Interviewed in Rome, May 31st 2004
ORIS: Bruno Zevi, your distinguished teacher and friend, asked you once in an informal conversation: “…beside architecture, what will you be doing in the next ten years?”. This question made you think and eventually inspired the theme of the 7th International Architecture Exhibition of the Venice Biennale “Less Aesthetics, More Ethics”.
Fuksas: What does it mean to be an architect? Being a good architect, or even an excellent one is not good enough if we want to meet all the requirements set before us. Today’s interpretation of the term of architecture and the architect is strict and limited. Architecture is a popular topic these days. You can find it in plenty of magazines, and now even in TV shows and newspapers. It looks as though architecture is there for the public. Now it belongs to the world of the public more than to the real world. Or to make myself less bland, to the world of fashion.
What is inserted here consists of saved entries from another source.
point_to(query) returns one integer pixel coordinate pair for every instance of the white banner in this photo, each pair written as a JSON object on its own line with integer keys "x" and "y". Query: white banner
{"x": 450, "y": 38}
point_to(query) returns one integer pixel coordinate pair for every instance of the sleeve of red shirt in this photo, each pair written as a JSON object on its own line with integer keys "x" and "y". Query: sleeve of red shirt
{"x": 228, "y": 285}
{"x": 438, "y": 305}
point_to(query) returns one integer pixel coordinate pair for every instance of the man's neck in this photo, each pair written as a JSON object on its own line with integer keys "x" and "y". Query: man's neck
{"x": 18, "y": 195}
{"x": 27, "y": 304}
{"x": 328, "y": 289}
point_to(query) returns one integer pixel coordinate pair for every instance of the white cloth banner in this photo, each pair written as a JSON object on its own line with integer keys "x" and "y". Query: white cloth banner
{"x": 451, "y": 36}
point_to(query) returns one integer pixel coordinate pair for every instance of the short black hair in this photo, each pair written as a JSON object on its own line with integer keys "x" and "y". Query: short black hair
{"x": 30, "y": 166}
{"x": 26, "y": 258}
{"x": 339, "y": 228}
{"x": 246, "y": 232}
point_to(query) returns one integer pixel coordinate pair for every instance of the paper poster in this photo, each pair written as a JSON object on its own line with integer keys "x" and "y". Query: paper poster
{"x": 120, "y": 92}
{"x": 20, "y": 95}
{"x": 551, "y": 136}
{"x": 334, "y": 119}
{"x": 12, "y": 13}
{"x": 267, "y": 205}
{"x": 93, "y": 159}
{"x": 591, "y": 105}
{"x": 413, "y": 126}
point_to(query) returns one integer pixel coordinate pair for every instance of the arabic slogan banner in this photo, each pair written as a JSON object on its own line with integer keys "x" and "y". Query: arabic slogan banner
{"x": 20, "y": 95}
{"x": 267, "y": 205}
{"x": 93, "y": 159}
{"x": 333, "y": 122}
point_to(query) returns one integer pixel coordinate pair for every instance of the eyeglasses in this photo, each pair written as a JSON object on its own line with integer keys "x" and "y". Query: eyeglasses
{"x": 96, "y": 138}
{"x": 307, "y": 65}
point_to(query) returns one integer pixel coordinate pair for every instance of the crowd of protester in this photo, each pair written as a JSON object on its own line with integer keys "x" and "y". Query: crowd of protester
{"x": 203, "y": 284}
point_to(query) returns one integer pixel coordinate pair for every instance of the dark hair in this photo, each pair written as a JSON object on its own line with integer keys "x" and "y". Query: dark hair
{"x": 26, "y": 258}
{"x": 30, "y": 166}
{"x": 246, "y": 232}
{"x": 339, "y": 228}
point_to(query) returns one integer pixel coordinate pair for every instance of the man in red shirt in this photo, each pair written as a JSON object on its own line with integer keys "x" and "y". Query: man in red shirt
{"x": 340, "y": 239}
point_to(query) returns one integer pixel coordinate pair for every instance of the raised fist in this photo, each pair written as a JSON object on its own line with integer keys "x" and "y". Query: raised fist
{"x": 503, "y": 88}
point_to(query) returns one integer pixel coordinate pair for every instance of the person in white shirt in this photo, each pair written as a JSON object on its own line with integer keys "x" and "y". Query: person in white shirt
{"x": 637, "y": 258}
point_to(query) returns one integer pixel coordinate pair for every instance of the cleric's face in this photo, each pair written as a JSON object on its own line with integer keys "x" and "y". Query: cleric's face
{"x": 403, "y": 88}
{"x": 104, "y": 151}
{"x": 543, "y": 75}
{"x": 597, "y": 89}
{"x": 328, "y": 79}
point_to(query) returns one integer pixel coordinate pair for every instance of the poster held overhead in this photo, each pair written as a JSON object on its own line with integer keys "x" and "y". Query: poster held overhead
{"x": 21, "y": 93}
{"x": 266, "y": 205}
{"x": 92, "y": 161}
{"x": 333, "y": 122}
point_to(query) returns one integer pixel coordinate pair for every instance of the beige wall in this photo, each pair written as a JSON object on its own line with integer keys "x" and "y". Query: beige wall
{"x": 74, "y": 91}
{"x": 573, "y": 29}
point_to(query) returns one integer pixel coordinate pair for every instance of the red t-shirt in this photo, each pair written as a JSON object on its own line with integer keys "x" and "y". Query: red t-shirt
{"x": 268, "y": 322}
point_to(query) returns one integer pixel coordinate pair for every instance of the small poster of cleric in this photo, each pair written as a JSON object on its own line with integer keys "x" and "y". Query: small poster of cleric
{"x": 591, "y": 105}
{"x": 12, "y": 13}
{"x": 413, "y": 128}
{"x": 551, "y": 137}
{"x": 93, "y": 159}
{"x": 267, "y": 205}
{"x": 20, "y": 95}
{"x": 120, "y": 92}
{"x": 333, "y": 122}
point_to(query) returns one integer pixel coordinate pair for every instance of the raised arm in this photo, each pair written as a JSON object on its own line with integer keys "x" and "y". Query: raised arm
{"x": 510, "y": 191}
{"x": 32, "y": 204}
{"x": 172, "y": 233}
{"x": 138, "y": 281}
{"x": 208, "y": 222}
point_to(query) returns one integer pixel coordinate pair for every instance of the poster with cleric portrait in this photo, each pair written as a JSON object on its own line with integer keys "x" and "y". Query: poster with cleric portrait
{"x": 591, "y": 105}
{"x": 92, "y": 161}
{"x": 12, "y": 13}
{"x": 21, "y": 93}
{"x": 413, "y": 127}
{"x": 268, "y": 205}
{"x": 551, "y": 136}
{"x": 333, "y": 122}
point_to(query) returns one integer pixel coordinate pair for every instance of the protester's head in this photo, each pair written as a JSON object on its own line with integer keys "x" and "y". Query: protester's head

The architect today is more or less preoccupied with the building alone. He has forsaken the three themes of architecture: the first is HABITAT, that is, its development; the second is the development of LEISURE and the third is the development of the WORKPLACE. “Less aesthetics, more ethics” was the message to all architects, myself included, to join a new, interesting and affirmative process intended to change the status quo, and this is what architecture is about. We are aware that this will not change the world, but it can make it a little better.
Today’s future will take a few of the following minutes, a few hours perhaps. There is no longer some storybook future raising hope for change.